No, not really. The main difference is the specialization of the service providers. I check their experience in the respective sectors and specific subject areas, as well as the references they provide and their previous clients.

Let’s talk about the subject on everyone’s lips: machine translation. What’s your experience with MT in the life sciences sector? Is it used a lot?

I think many life sciences businesses are wary and sceptical of machine translation – as I said earlier, their translations are sensitive. But worries about data security are also a big part of it. Another factor is that many MT service providers don’t allow their engines to be used for medical technology and other sensitive subject areas, though translation agencies can be given authorization, as we have at MEINRAD for DeepL because we’re both ISO 18587 and ISO 13485 certified. In our experience, machine translation is definitely a viable option for the life sciences sector, especially for less sensitive types of texts – but only in conjunction with professional post-editing and potentially a subsequent review as well. For texts aimed directly at customers, we believe an ISO 17100 translation and review is the safest workflow.

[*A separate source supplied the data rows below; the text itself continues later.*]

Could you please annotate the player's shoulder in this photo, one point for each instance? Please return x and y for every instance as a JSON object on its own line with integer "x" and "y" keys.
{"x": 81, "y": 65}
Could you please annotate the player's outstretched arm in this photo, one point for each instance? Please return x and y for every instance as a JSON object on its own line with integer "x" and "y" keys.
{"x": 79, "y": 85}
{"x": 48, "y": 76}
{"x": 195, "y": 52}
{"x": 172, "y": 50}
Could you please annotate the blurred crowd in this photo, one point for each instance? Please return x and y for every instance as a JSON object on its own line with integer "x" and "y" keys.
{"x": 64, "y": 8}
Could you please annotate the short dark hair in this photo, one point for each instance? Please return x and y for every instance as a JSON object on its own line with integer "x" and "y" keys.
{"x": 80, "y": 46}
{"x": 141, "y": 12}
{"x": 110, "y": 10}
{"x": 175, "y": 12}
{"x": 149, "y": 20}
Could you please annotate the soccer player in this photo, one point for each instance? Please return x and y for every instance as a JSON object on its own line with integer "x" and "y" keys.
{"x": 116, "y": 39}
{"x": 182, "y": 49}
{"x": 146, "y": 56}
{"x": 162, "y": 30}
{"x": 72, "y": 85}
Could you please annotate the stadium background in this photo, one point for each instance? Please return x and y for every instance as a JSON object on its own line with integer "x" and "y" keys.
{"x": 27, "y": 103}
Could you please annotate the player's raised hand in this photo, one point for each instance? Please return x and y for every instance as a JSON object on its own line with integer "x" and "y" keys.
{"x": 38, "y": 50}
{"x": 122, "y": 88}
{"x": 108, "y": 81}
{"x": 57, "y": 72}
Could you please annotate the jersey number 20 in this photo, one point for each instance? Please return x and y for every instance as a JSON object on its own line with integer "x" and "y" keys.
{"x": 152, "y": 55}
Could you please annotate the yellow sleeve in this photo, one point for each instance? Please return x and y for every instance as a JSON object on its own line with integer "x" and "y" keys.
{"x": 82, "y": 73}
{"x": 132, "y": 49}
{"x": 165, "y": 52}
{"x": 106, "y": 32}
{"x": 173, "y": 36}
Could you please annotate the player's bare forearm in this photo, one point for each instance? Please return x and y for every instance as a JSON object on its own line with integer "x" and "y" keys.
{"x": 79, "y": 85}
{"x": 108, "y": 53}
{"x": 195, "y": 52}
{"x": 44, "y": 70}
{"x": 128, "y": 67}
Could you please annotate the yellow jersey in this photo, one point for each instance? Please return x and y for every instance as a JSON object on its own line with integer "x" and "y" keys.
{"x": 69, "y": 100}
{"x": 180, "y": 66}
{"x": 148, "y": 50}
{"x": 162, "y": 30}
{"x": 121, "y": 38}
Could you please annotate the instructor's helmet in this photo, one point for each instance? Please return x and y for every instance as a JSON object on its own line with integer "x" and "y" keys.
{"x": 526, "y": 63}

What trends have you observed in life sciences?

We’ve seen a strong degree of resilience from the life sciences sector in the face of the crisis caused by the Covid-19 pandemic over the last three years. Large industrial businesses closed their doors during lockdown, while many areas of medicine and medical technology flourished. There’s an ever-increasing need for high-quality life sciences translations, and quite a few translators have recognized that and begun to specialize in the sector.

For a long time, life sciences was off-limits for machine translation – but that’s gradually starting to change. The MT output is getting more and more reliable, terminology can be integrated, and the final post-edited results speak for themselves. But it’s important that you use a secure Pro version to ensure that your data don’t end up freely available online. Artificial intelligence is everywhere, even if it’s a nightmarish prospect for some people. If you know how to use this technology, I think you can really benefit from it – as a translator and as an agency. And if agencies want to become established in the life sciences sector, my view is that ISO 13485 certification is indispensable. It guarantees full traceability of every step in the production chain, including the creation of the translation itself. So life sciences businesses and their customers can operate as safely as possible and have full transparency.